だが「ウェンブリー・パーク駅」は、「ウェンブリー・スタジアムの駅」として名づけられたものではない。ウェンブリー・スタジアムの誕生は1923年。ところが「ウェンブリー・パーク駅」は、その30年も前、1893年に開業しているのである。
1881年、メトロポリタン鉄道の会長を務めていたエドワード・ワトキンがここに広大な土地を購入し、ボート池、庭園、クリケット場、サッカー場などを備えたアミューズメントパークの建設に着手した。1889年にパリに高さ330メートルのエッフェル塔が完成すると、ワトキンはそれを超える358メートルの鉄骨タワーを計画し、建設を始めた。広大なウェンブリー・パークは1894年に開業し、建設中のタワー人気もあって多くの人を集めた。
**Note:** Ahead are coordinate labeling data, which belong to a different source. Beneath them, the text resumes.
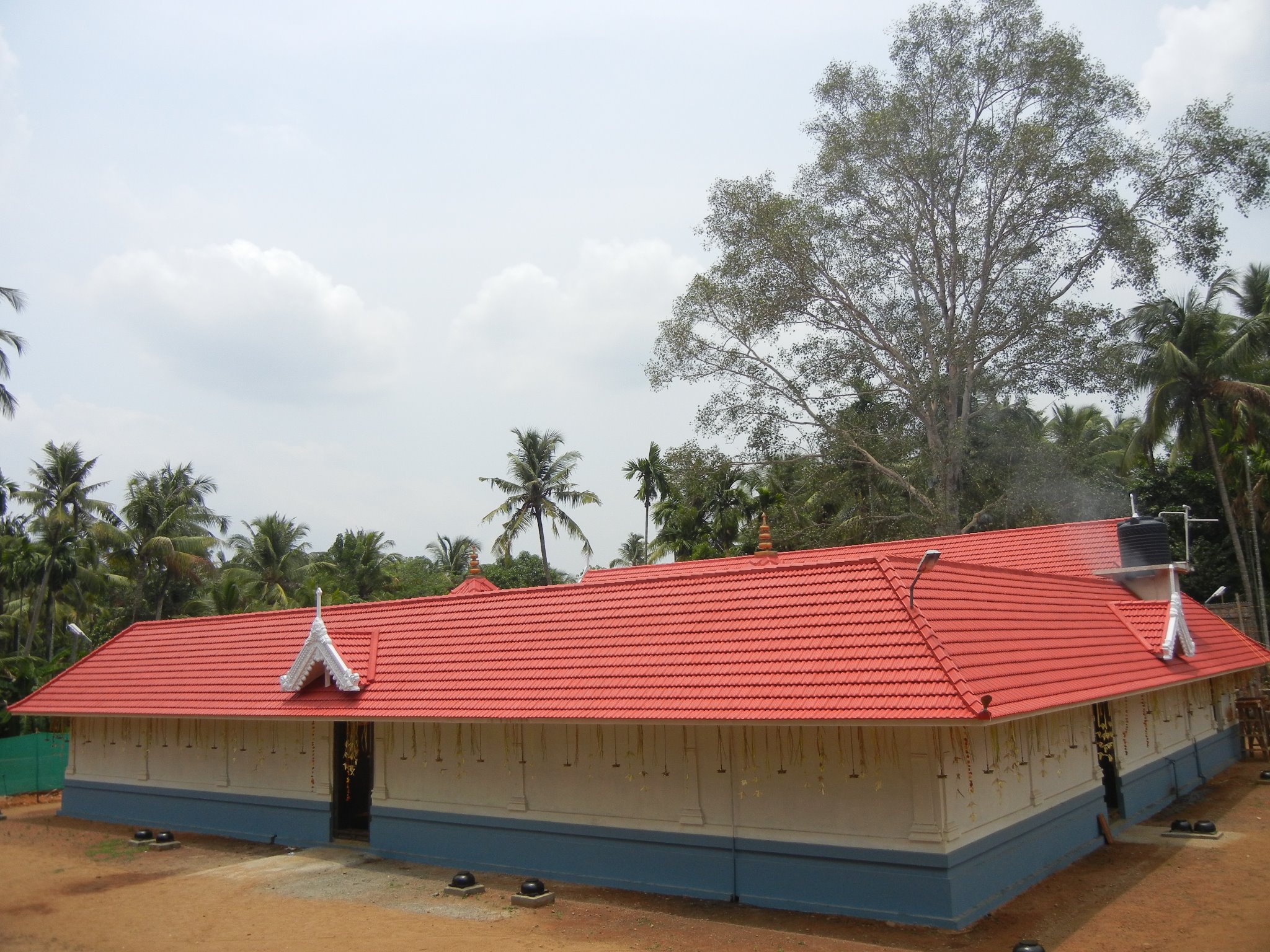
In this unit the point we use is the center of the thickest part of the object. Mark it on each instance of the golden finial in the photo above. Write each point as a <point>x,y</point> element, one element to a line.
<point>765,536</point>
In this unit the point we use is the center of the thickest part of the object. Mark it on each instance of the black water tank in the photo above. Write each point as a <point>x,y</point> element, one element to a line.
<point>1143,541</point>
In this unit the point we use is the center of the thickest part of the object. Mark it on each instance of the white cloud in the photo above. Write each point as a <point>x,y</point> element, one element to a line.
<point>14,127</point>
<point>592,325</point>
<point>263,322</point>
<point>1209,51</point>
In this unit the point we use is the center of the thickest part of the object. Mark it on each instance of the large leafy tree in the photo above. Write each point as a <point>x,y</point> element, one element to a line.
<point>1197,371</point>
<point>65,512</point>
<point>653,483</point>
<point>941,244</point>
<point>8,403</point>
<point>169,530</point>
<point>538,488</point>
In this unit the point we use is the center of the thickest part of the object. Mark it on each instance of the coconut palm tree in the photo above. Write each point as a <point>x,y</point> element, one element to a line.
<point>168,527</point>
<point>1196,366</point>
<point>8,490</point>
<point>64,511</point>
<point>361,562</point>
<point>8,403</point>
<point>1251,291</point>
<point>654,482</point>
<point>630,552</point>
<point>271,560</point>
<point>539,487</point>
<point>454,555</point>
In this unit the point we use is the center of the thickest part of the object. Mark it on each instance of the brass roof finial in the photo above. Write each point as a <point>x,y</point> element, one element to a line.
<point>765,536</point>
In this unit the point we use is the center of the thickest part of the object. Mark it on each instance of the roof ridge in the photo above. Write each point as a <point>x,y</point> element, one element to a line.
<point>796,555</point>
<point>933,641</point>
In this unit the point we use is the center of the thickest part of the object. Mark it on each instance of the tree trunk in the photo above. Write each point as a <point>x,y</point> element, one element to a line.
<point>163,594</point>
<point>38,604</point>
<point>1256,547</point>
<point>647,505</point>
<point>1231,524</point>
<point>543,546</point>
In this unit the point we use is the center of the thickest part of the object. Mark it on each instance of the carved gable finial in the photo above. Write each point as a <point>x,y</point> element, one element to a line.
<point>1176,633</point>
<point>319,648</point>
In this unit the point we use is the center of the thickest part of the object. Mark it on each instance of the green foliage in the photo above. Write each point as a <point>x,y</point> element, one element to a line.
<point>417,575</point>
<point>454,555</point>
<point>539,487</point>
<point>521,573</point>
<point>168,535</point>
<point>938,249</point>
<point>358,564</point>
<point>271,560</point>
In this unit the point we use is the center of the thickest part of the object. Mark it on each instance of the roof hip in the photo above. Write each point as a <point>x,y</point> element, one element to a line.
<point>969,697</point>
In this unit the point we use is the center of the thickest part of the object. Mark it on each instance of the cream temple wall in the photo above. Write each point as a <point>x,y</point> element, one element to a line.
<point>908,788</point>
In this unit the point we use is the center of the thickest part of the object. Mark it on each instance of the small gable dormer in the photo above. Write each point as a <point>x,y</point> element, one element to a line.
<point>319,649</point>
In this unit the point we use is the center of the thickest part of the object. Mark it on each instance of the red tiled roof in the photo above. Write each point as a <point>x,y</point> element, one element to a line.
<point>813,639</point>
<point>1070,549</point>
<point>1146,620</point>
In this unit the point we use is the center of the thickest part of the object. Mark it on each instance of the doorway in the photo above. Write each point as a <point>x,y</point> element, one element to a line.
<point>1104,738</point>
<point>353,770</point>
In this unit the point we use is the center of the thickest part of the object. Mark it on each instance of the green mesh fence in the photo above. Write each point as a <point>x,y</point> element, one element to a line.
<point>32,762</point>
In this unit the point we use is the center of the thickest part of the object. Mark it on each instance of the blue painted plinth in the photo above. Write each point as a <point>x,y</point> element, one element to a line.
<point>1150,788</point>
<point>224,814</point>
<point>949,890</point>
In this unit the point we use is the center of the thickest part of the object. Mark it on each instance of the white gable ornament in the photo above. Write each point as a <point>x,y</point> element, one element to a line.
<point>1175,628</point>
<point>319,648</point>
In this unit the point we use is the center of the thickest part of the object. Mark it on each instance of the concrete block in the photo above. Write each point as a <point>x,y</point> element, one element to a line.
<point>464,890</point>
<point>534,902</point>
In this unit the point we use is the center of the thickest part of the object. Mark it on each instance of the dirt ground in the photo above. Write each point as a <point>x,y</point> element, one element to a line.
<point>73,886</point>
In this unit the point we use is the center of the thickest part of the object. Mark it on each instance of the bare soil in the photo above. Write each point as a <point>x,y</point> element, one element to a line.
<point>71,886</point>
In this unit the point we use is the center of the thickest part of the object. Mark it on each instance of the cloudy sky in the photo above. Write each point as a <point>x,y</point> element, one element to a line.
<point>333,253</point>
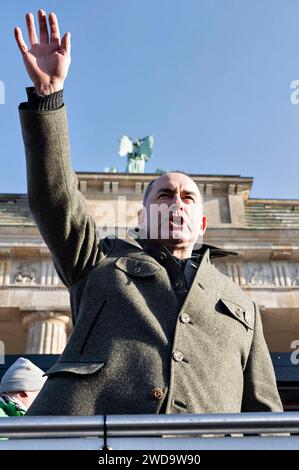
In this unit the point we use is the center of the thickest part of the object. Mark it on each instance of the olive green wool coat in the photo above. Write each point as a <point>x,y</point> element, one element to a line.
<point>131,349</point>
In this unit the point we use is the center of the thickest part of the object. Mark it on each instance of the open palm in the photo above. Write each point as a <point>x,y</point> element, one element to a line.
<point>47,62</point>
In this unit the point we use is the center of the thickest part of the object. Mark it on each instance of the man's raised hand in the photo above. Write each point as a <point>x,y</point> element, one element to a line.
<point>47,61</point>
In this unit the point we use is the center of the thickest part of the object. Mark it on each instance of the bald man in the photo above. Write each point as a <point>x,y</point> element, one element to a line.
<point>157,328</point>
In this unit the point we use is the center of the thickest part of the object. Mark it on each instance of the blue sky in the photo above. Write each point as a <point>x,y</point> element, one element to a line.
<point>210,79</point>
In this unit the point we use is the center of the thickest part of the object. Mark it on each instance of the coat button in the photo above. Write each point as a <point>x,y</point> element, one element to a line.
<point>184,317</point>
<point>178,356</point>
<point>157,393</point>
<point>178,283</point>
<point>238,311</point>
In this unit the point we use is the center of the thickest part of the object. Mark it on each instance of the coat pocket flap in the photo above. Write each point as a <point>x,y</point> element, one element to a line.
<point>80,368</point>
<point>243,315</point>
<point>137,267</point>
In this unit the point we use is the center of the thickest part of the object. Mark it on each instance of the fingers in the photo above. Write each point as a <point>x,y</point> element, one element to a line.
<point>54,29</point>
<point>31,29</point>
<point>20,41</point>
<point>43,28</point>
<point>66,43</point>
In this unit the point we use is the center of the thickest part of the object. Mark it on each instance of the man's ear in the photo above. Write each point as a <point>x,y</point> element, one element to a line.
<point>203,227</point>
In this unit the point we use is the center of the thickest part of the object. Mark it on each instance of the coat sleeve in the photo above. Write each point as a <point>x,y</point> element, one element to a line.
<point>58,207</point>
<point>260,391</point>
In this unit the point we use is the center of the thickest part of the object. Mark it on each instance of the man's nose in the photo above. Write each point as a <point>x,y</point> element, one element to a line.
<point>178,203</point>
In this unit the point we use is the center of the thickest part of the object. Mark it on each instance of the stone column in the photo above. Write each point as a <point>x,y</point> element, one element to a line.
<point>47,331</point>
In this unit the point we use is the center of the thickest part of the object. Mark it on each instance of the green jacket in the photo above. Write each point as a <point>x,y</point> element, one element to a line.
<point>132,348</point>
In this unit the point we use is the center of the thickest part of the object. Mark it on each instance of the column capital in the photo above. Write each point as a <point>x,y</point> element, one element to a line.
<point>52,316</point>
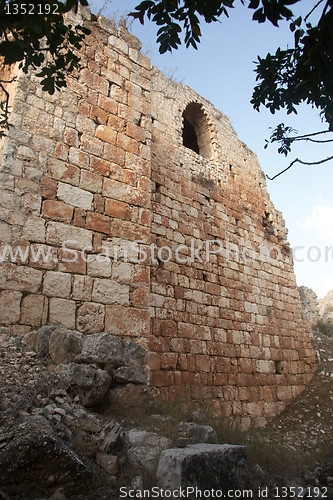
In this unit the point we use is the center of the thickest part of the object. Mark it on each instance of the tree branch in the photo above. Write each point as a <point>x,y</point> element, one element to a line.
<point>297,160</point>
<point>314,8</point>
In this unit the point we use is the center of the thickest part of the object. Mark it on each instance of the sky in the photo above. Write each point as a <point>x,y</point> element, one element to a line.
<point>221,70</point>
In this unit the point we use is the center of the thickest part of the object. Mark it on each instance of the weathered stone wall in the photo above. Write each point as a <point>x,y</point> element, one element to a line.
<point>231,332</point>
<point>79,167</point>
<point>76,168</point>
<point>310,304</point>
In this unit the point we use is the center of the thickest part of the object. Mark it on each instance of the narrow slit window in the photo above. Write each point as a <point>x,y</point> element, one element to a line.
<point>196,132</point>
<point>190,139</point>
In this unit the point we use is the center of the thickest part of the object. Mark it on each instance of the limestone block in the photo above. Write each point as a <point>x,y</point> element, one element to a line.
<point>91,182</point>
<point>126,321</point>
<point>33,310</point>
<point>82,287</point>
<point>65,345</point>
<point>127,375</point>
<point>10,306</point>
<point>103,348</point>
<point>193,433</point>
<point>62,311</point>
<point>58,233</point>
<point>217,467</point>
<point>38,449</point>
<point>99,266</point>
<point>118,43</point>
<point>144,449</point>
<point>123,272</point>
<point>25,279</point>
<point>57,284</point>
<point>75,196</point>
<point>90,318</point>
<point>90,383</point>
<point>110,292</point>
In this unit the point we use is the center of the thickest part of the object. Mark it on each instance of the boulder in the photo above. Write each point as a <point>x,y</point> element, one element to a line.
<point>128,398</point>
<point>65,345</point>
<point>43,340</point>
<point>144,449</point>
<point>129,374</point>
<point>111,437</point>
<point>192,433</point>
<point>36,459</point>
<point>105,349</point>
<point>204,466</point>
<point>89,383</point>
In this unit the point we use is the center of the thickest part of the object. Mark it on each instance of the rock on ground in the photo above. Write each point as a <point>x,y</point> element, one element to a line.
<point>205,466</point>
<point>42,461</point>
<point>89,383</point>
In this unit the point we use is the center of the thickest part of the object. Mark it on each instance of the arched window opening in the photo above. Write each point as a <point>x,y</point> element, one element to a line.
<point>196,134</point>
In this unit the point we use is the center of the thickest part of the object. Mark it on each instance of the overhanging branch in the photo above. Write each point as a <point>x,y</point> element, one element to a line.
<point>297,160</point>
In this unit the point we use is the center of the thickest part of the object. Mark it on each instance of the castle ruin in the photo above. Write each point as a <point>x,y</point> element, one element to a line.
<point>138,212</point>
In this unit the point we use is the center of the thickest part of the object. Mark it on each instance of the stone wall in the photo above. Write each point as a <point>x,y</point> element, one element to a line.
<point>230,331</point>
<point>75,169</point>
<point>310,304</point>
<point>106,163</point>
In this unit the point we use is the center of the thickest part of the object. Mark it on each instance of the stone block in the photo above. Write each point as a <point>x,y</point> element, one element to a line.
<point>75,196</point>
<point>118,44</point>
<point>106,134</point>
<point>62,171</point>
<point>82,287</point>
<point>117,209</point>
<point>33,310</point>
<point>72,262</point>
<point>77,238</point>
<point>91,182</point>
<point>10,302</point>
<point>62,311</point>
<point>127,321</point>
<point>57,211</point>
<point>94,81</point>
<point>110,292</point>
<point>90,318</point>
<point>24,279</point>
<point>57,284</point>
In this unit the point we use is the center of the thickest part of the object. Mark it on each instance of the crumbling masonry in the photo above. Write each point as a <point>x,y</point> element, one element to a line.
<point>121,155</point>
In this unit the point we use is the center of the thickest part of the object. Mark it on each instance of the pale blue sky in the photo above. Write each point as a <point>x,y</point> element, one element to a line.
<point>221,70</point>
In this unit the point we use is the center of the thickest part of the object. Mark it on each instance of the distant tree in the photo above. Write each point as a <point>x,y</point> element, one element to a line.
<point>34,33</point>
<point>302,73</point>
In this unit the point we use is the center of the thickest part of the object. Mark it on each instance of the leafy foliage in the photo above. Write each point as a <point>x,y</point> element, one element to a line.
<point>174,16</point>
<point>302,73</point>
<point>35,35</point>
<point>325,328</point>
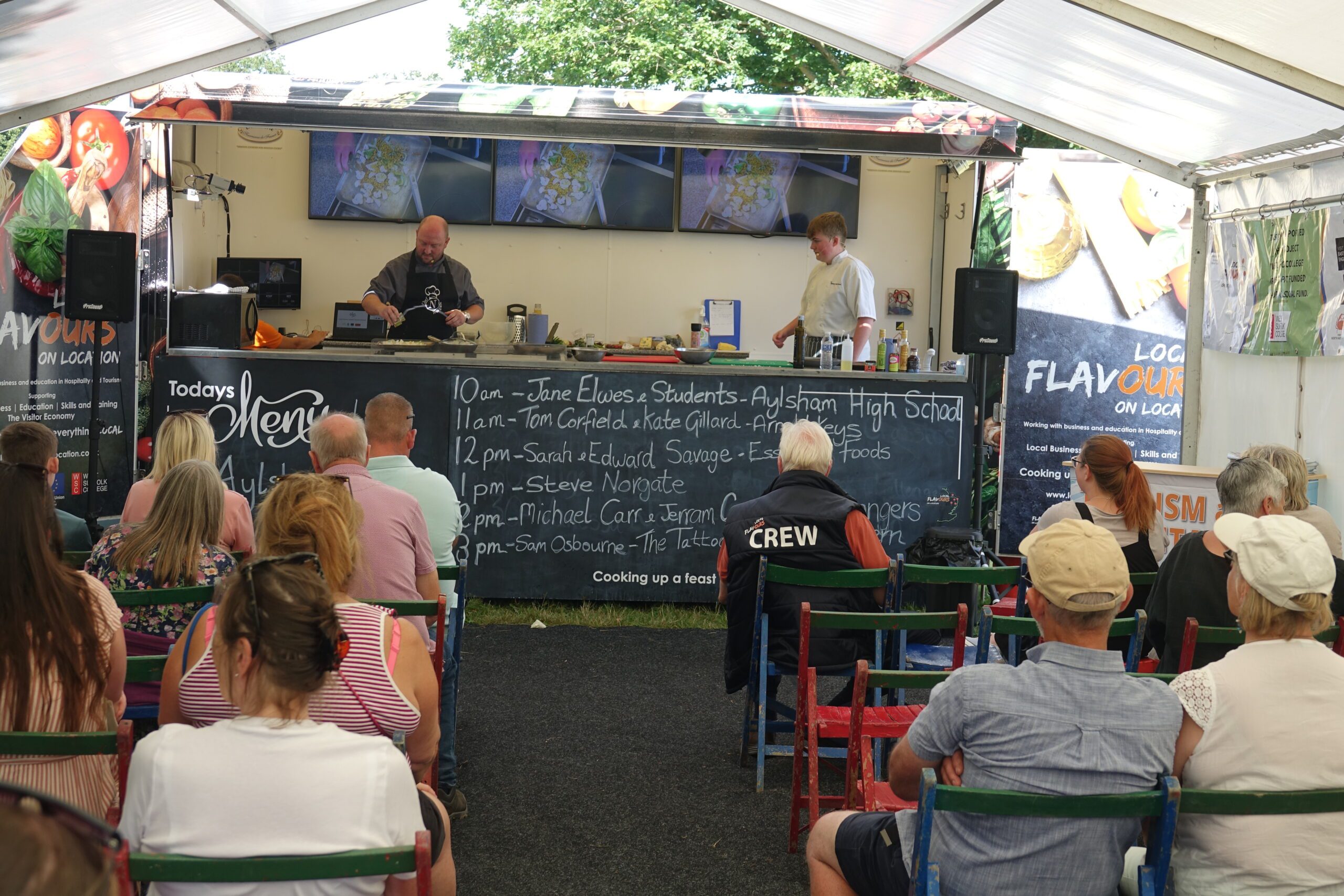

1895年、タワーは第1段階が完成し、47メートルの高さに達したが、ワトキンが健康を害して引退、地盤がタワーを建てるには不安定であることも判明してそこで工事はストップ、9年間放置された後、1904年から1907年にかけて破壊された。そして1924年の大英帝国博覧会に向けてその跡地に建てられたのが、ウェンブリー・スタジアムなのである。